ブッシュ氏も、この相反するレガシーを潔いほど理解している。彼は、元ソングライターの顧客がいつも彼に言っていた言葉をうれしそうに語った。「ソングライターたちが私を非難するのは不思議ですね。もし彼らの作品が同じ目に合えば、真っ先に訴訟を起こすのは彼らなのに」。

20年前のニューヨークでの偶然のタクシー移動がなければ、ブッシュ氏の名が世間に知れ渡ることはなかったかもしれない。ニューヨーク・シティで恐喝をめぐる裁判に勝訴したばかりの若きブッシュ氏は、ブリッジポート・ミュージックで著作権の管理を担当していた女性の夫と同じタクシーに乗り合わせた。ブリッジポート・ミュージックはミシガン州を拠点とする独立系の音楽出版社で、ファンク・ミュージシャンによる膨大なレコーディング音源を抱えていた。ブッシュ氏いはく、彼とブリッジポート・ミュージックは「全ラップ・ミュージック業界」を相手に訴訟を起こす計画を練りはじめたのだ。いまや有名な2001年の「ブリッジポート・ミュージック対ディメンション・フィルムズ」裁判をはじめとする500ほどの訴訟が持ち上がった。「我々は、担当したすべてのケースに勝訴しましたし、そのほとんどを解決へと導いたのです」とブッシュ氏は振り返った。

音楽学の専門家は、「ブリッジポート・ミュージック」裁判の判決は、ヒップホップのサンプリング音源の使用にとって「極めて恐ろしい」ものだと語った。
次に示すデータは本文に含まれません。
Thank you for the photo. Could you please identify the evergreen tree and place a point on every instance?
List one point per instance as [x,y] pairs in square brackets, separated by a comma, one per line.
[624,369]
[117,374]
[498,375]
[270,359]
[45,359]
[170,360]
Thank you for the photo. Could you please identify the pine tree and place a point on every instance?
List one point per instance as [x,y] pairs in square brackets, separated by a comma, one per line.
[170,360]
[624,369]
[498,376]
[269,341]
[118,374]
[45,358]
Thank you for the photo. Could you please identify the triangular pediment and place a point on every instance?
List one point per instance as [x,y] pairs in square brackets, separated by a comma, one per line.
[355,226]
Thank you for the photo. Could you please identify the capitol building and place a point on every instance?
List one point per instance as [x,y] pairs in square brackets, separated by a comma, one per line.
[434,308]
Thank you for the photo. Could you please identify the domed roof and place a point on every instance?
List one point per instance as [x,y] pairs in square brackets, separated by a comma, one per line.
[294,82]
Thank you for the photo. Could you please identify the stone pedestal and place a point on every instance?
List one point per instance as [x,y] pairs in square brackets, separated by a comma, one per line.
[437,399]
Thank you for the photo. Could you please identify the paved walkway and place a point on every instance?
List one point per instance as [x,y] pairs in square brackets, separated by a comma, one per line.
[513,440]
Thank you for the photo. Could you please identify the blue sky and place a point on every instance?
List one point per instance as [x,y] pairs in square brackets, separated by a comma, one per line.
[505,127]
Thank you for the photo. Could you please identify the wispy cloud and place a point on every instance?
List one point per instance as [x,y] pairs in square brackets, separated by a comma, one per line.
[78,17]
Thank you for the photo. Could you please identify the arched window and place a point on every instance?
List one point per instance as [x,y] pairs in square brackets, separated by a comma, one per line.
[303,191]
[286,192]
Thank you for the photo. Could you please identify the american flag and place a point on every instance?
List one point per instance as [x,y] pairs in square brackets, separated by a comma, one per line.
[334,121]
さらにブリッジポート・ミュージックは、メディアから「サンプル・トロール(小人)」と揶揄された。しかし、ブッシュ氏にとってこの勝利は正義そのものであった。このケースをきっかけに、ブッシュ氏は巨人ゴリアテを倒したダビデの快感を味わってしまったのだ。

2007年には、音楽業界におけるブッシュ氏の知名度はさらなる高みに達した。ブッシュ氏は、エミネムのプロデューサーであるFBTプロダクションの代理人としてユニバーサル ミュージック グループを起訴したのだ。歴史的と呼ぶにふさわしいこの訴訟において、ブッシュ氏と彼のチームは、FBTはiTunesによる売り上げとして、いままでFBTが受け取っていた12〜20%のロイヤリティではなく、売り上げの50%を手に入れる権利があると主張した。ダウンロード販売は“売り上げ”ではなく“著作権(レコーディングアーティストはここから50%の取り分をもらう)”として扱われるべきであるというのがブッシュ氏の主な論点だ。5年にわたる法廷争いの末、両者は法廷の外で事態を収束させた。だが、その前にFBTが連邦第9巡回区控訴裁判所において決定的な勝利を収め、アーティストがレコードレーベルを起訴するという類似の訴訟が多発する事態になっていた。